February: We got notification that we were officially approved for adoption and our profile was live on our agency’s website! So exciting! I was flaky and was late doing M’s class birthday party, but he had a great Tinkerbell party for his classmates the next weekend. J was also diagnosed with Childhood Apraxia of Speech.

March: J was able to get a spot at the hospital’s outpatient feeding clinic, to deal with his aversion to eating solid food. I was also invited to give a grand rounds presentation to the doctors and therapists there, which took place at the end of the month. Then came a big surprise: hernia surgery! All that time recuperating afterwards led to a post of adoption concerns.

April: April was a very busy month. We said goodbye to J’s crib, and a debate online turned into a discussion on the blog about People First Language and the term “Marf.” My trip to NYC for the Marfan gala and board retreat was fun, but I had the most outrageous cab ride! Our family attended an adoption conference (and I got involved with our adoption agency’s family support board) and registered with Project Cuddle as a hopeful adoptive family. J received an AAC evaluation that brought amazing results, and Amy from AnkTangle and I combined our Friday Favorites.

May: May 1st I said goodbye to my college roommate, one of my best friends. A few days later, an anonymous donor sent us an ipad for J to use to communicate. He took to it immediately and his therapists agree it’s played a huge role in him learning to talk. Mothers’ Day weekend we received our first adoption scam email. J had his 5th sleep study, my mother graduated with her PhD (!!!!), and J, at nearly 2.5 years old, got his first haircut.

June: In June we attended the wedding of good college friends, there was a controversial mention of Marfan syndrome in a major movie, and I had a nostalgic stay in my childhood home.

July: J started taking losartan, which technically happened in June but I didn’t blog about it till July. We had a fun 4th of July at home.
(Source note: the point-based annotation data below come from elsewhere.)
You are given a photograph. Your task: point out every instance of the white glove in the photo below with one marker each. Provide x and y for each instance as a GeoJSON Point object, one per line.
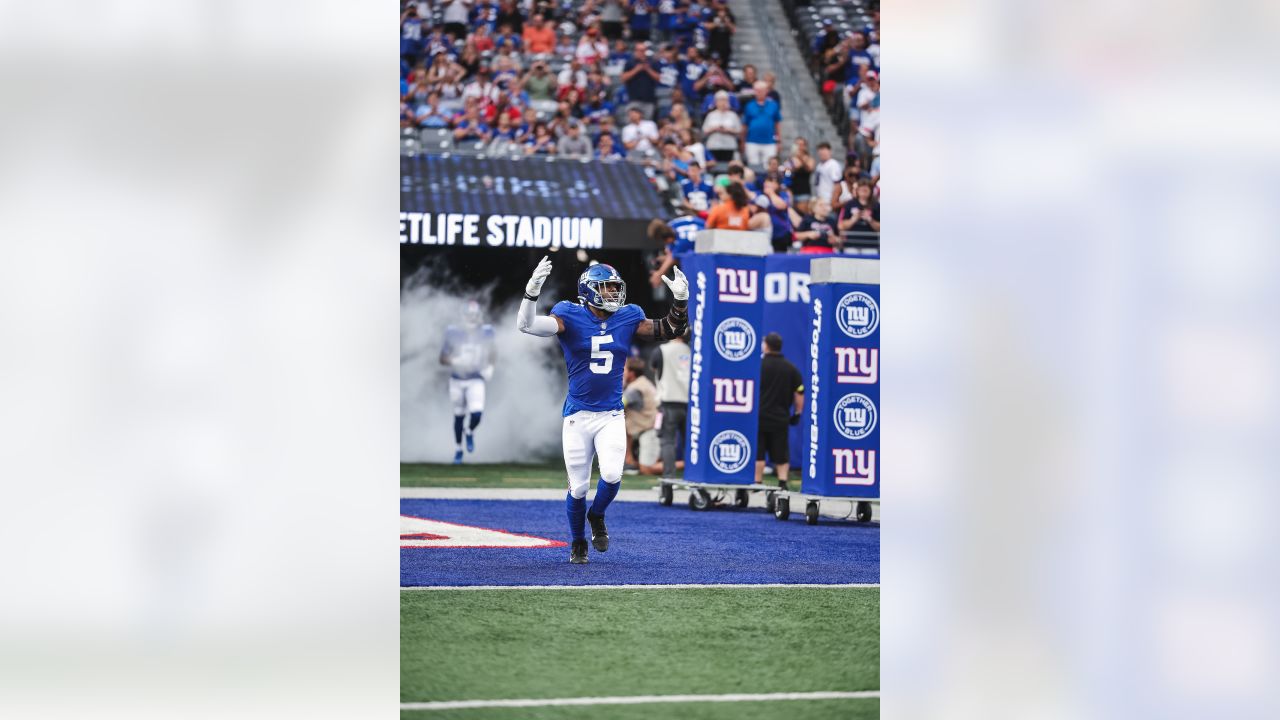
{"type": "Point", "coordinates": [539, 277]}
{"type": "Point", "coordinates": [679, 285]}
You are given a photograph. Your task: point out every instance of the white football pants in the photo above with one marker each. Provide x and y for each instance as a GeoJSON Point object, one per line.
{"type": "Point", "coordinates": [466, 396]}
{"type": "Point", "coordinates": [586, 434]}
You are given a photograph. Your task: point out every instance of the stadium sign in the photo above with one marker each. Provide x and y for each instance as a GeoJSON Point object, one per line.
{"type": "Point", "coordinates": [470, 229]}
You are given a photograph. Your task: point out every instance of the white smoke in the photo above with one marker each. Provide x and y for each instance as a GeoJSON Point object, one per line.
{"type": "Point", "coordinates": [521, 420]}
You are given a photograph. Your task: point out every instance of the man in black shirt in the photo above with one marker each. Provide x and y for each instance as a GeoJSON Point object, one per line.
{"type": "Point", "coordinates": [781, 405]}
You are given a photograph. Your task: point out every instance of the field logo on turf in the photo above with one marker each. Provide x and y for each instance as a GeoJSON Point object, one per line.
{"type": "Point", "coordinates": [858, 314]}
{"type": "Point", "coordinates": [730, 451]}
{"type": "Point", "coordinates": [735, 338]}
{"type": "Point", "coordinates": [855, 415]}
{"type": "Point", "coordinates": [854, 466]}
{"type": "Point", "coordinates": [734, 395]}
{"type": "Point", "coordinates": [856, 365]}
{"type": "Point", "coordinates": [737, 285]}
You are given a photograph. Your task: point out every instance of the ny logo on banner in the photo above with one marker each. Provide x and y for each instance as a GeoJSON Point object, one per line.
{"type": "Point", "coordinates": [856, 365]}
{"type": "Point", "coordinates": [854, 466]}
{"type": "Point", "coordinates": [734, 395]}
{"type": "Point", "coordinates": [737, 286]}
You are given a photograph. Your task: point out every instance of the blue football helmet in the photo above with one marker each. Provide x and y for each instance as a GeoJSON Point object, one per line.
{"type": "Point", "coordinates": [600, 286]}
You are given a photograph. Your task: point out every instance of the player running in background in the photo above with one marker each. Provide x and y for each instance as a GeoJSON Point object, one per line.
{"type": "Point", "coordinates": [595, 336]}
{"type": "Point", "coordinates": [470, 354]}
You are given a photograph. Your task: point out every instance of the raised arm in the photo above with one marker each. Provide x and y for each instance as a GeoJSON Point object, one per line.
{"type": "Point", "coordinates": [528, 319]}
{"type": "Point", "coordinates": [677, 319]}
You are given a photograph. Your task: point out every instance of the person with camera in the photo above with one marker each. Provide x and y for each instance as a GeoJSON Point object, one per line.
{"type": "Point", "coordinates": [781, 406]}
{"type": "Point", "coordinates": [641, 81]}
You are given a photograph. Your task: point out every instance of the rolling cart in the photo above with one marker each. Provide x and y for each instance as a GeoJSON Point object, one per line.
{"type": "Point", "coordinates": [859, 507]}
{"type": "Point", "coordinates": [704, 496]}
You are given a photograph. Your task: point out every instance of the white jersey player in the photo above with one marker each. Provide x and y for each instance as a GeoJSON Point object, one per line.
{"type": "Point", "coordinates": [595, 336]}
{"type": "Point", "coordinates": [470, 354]}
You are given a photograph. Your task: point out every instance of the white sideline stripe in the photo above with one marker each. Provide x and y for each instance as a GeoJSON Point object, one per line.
{"type": "Point", "coordinates": [636, 700]}
{"type": "Point", "coordinates": [639, 587]}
I asked people to help support me in a bid to get a scholarship to Mayo Clinic’s social media in medicine conference. (I placed 2nd in terms of votes, but did not receive a scholarship.) I also blogged about therapy burn-out.
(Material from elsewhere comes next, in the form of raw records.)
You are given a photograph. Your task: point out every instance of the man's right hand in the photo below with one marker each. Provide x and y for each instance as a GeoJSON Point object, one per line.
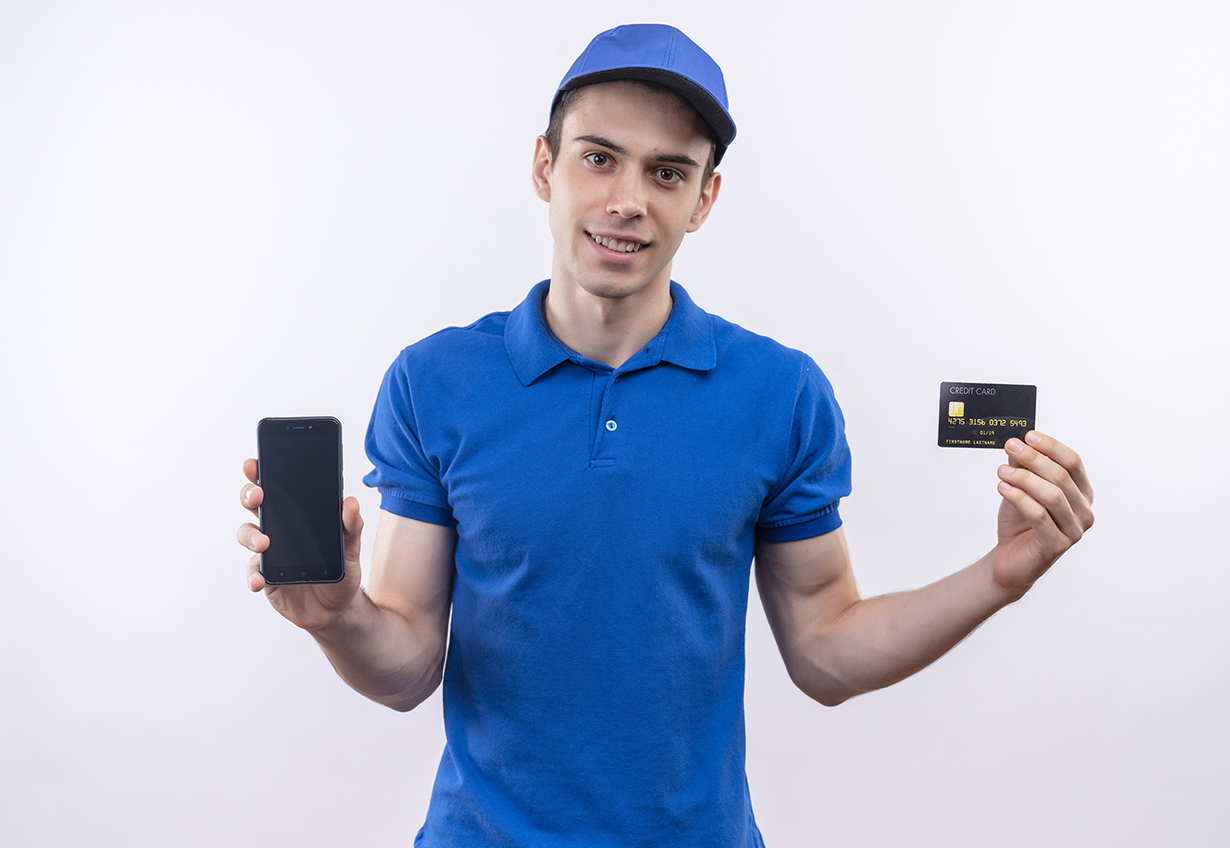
{"type": "Point", "coordinates": [309, 606]}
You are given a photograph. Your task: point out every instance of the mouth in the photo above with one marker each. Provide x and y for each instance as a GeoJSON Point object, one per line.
{"type": "Point", "coordinates": [618, 245]}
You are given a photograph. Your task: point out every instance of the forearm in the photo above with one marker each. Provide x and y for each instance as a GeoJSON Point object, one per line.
{"type": "Point", "coordinates": [381, 655]}
{"type": "Point", "coordinates": [878, 641]}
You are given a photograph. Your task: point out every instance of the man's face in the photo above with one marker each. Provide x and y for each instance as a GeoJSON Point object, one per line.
{"type": "Point", "coordinates": [624, 188]}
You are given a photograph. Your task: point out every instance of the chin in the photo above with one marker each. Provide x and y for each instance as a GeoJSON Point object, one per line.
{"type": "Point", "coordinates": [614, 289]}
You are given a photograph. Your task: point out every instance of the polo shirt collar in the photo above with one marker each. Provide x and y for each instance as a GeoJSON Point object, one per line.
{"type": "Point", "coordinates": [686, 340]}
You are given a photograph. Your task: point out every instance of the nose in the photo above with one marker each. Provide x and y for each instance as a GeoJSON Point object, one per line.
{"type": "Point", "coordinates": [627, 195]}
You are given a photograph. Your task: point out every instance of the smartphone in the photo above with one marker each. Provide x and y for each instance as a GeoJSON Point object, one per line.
{"type": "Point", "coordinates": [300, 470]}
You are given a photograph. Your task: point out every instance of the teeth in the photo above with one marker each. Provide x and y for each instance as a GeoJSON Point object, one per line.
{"type": "Point", "coordinates": [616, 245]}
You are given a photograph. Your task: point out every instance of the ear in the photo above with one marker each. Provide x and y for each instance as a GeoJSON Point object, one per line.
{"type": "Point", "coordinates": [707, 198]}
{"type": "Point", "coordinates": [541, 171]}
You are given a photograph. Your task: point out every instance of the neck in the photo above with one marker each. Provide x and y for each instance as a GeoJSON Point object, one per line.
{"type": "Point", "coordinates": [608, 330]}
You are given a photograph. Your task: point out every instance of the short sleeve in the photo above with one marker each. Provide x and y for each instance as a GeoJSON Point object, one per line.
{"type": "Point", "coordinates": [805, 502]}
{"type": "Point", "coordinates": [407, 478]}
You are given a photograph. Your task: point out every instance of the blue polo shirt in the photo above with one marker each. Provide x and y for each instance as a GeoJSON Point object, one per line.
{"type": "Point", "coordinates": [605, 520]}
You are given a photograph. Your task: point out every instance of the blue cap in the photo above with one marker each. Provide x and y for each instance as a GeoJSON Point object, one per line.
{"type": "Point", "coordinates": [661, 54]}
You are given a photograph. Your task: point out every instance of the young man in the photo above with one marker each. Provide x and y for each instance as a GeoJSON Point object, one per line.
{"type": "Point", "coordinates": [582, 484]}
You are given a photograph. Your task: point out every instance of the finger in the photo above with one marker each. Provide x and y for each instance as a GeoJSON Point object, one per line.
{"type": "Point", "coordinates": [255, 579]}
{"type": "Point", "coordinates": [1042, 495]}
{"type": "Point", "coordinates": [1022, 456]}
{"type": "Point", "coordinates": [1052, 540]}
{"type": "Point", "coordinates": [352, 524]}
{"type": "Point", "coordinates": [250, 537]}
{"type": "Point", "coordinates": [1063, 456]}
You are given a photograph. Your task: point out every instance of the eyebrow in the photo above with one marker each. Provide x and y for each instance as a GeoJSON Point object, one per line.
{"type": "Point", "coordinates": [670, 158]}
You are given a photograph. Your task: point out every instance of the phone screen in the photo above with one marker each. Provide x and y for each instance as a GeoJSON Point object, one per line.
{"type": "Point", "coordinates": [300, 472]}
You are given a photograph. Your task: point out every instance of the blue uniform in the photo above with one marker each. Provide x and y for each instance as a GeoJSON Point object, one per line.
{"type": "Point", "coordinates": [605, 520]}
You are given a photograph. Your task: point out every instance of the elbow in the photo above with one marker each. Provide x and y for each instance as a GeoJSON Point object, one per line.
{"type": "Point", "coordinates": [821, 682]}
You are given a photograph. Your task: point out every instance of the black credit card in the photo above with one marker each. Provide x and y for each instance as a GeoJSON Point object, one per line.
{"type": "Point", "coordinates": [985, 415]}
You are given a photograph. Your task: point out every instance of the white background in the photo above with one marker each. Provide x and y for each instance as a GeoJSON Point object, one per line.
{"type": "Point", "coordinates": [214, 212]}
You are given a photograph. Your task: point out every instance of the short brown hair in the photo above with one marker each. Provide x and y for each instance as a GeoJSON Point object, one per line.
{"type": "Point", "coordinates": [568, 99]}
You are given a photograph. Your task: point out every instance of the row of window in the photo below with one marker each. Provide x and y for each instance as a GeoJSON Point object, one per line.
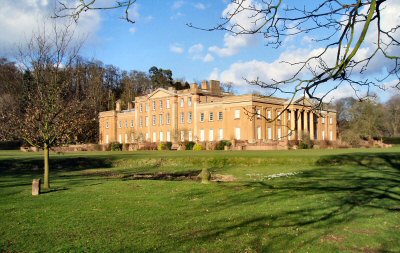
{"type": "Point", "coordinates": [167, 104]}
{"type": "Point", "coordinates": [202, 118]}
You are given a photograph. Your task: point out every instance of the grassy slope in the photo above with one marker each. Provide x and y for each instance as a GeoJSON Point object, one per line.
{"type": "Point", "coordinates": [340, 200]}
August: August started with the annual Marfan conference, where the National Marfan Foundation released their new name (The Marfan Foundation) and logo. J was diagnosed with trichotillomania (what’s an additional diagnosis between friends, right?), and I mused on the medical advancements made in the 20 years since my Marfan diagnosis (happy anniversary to me!). I also gained another sister, when Mark’s brother got married.

September: September sucked. Mom’s cancer came back, this time it metastasized. I spent a couple of weeks helping her out. Once I got home, I had to find a way to talk to M about cancer. On a lighter note, M brought a pretty…unusual…item to show and tell.

October: J started his IEP evaluations with the school district. We FINALLY, after 2 years, said goodbye to his dysphagia and with that, his thickened liquids. We took some family outings outdoors, including updated family photos for our adoption materials. I also wrote about the double-edged sword of sharing a Marfan diagnosis with J.

November: I pled to medical professionals to be honest with their patients – especially the kids – after a bad experience for J. J got a great report from his cardiologist, which was a relief after his growth in June. I also spent some time with my mom and sister in NC.

December: J turned 3. I also asked parents of typically developing children to be more mindful of how they are teaching their children about disability. The boys and I are in NC for the holidays too.

Thanks for sticking with me this year. I know I haven’t updated as much in the last few months, as I’ve been juggling a few family responsibilities. That should be settling down soon, so be expecting new posts with this new year 🙂

I wish all of you a better, happier New Year!